Look it up! Codes Associated with Public Data Sets

Did you know?

  • A US territory (state code FM) became an independent country in 1986!  Micronesia.
  • The island nation of Tuvalu has just 11K people, but it has the .TV domain
  • A jiffy is a real unit of measure at 1/10th of a second.
  • If your doctor treats you for V95.43XS, it’s a followup after your spacecraft collision.
  • Sports centers are code 713940 except a bowling alley, that’s 713950.
  • Of 840 occupations, you could be a Mine Shuttle Car Operator


“There are two kinds of people in this world ...”

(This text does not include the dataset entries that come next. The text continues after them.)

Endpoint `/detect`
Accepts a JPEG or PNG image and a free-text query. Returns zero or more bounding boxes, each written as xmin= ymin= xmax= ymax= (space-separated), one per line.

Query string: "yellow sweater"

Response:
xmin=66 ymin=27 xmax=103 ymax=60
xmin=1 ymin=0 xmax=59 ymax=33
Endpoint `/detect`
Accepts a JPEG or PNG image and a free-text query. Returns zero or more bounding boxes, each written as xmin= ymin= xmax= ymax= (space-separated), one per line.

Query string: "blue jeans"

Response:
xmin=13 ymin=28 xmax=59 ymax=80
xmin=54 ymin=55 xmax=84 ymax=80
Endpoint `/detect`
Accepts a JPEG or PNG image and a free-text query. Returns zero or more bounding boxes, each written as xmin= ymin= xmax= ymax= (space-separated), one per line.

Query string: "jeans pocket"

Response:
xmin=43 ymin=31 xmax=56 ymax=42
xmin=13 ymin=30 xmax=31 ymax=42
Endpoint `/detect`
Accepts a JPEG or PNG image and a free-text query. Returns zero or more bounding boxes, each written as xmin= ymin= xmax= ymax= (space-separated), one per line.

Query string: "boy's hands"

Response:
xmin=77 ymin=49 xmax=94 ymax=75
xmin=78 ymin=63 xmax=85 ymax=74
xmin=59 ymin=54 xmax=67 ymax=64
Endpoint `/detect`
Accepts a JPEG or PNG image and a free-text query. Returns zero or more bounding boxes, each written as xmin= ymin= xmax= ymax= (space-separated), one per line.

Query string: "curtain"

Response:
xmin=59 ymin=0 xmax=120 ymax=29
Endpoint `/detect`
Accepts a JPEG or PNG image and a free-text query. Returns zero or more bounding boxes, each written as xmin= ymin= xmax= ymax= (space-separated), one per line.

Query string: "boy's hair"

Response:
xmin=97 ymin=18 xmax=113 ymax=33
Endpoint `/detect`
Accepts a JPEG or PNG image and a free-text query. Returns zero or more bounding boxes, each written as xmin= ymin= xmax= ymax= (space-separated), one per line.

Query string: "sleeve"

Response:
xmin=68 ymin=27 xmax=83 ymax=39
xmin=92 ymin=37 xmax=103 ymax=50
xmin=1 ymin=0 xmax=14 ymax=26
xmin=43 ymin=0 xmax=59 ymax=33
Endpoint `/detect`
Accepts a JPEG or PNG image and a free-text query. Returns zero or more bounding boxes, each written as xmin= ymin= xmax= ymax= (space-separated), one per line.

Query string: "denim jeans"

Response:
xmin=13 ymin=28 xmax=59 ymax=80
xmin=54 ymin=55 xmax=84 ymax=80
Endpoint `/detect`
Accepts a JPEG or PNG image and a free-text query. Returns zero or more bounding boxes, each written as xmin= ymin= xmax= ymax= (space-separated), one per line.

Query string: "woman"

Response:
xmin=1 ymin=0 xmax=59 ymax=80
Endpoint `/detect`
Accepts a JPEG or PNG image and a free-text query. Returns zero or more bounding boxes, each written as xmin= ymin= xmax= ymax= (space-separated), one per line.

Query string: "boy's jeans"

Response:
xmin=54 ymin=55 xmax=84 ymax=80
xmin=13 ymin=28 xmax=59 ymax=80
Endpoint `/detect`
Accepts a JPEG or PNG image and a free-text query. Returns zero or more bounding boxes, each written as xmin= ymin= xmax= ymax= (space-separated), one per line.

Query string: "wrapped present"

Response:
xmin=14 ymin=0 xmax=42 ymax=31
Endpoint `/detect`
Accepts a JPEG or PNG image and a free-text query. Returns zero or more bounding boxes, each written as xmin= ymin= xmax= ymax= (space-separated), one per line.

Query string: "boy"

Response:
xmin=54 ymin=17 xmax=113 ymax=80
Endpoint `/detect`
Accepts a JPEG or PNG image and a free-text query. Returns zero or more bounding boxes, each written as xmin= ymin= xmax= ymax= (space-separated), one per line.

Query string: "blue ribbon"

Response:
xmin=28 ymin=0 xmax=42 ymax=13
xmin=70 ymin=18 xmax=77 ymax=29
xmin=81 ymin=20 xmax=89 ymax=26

An introductory statistics class will characterize data elements into two classes – those that describe what is being measured, and the measurements themselves.  Math addresses the measurements.  The descriptive elements, though, are a muddle of terms and methods.   Data developers and analysts call them (almost) interchangeably:

          ◦  Reference data        ◦  Lookup data               ◦  Foreign Key fields

        ◦  Domain values          Qualitative data          ◦  Non Ordered Discrete

        ◦  Nominal                      Categorical                  Flags or Sets

 This discussion will call it all reference data, and focus on the volume of this information that is public and commonly shared.  The article concludes with a list of sources that should be valuable to anyone using public data sets.  A following article will discuss the uses of these elements for design, analysis, quality and control.

“Everybody wants to rule the world”

The more companies and nations interchange data, the more they need standards.  So, it’s not surprising that major reference data management gravitates to industry associations and public bodies.  But, time is always a problem.  The “diffusion of innovation” with its innovators, early adopters and laggards equally applies to companies and countries. 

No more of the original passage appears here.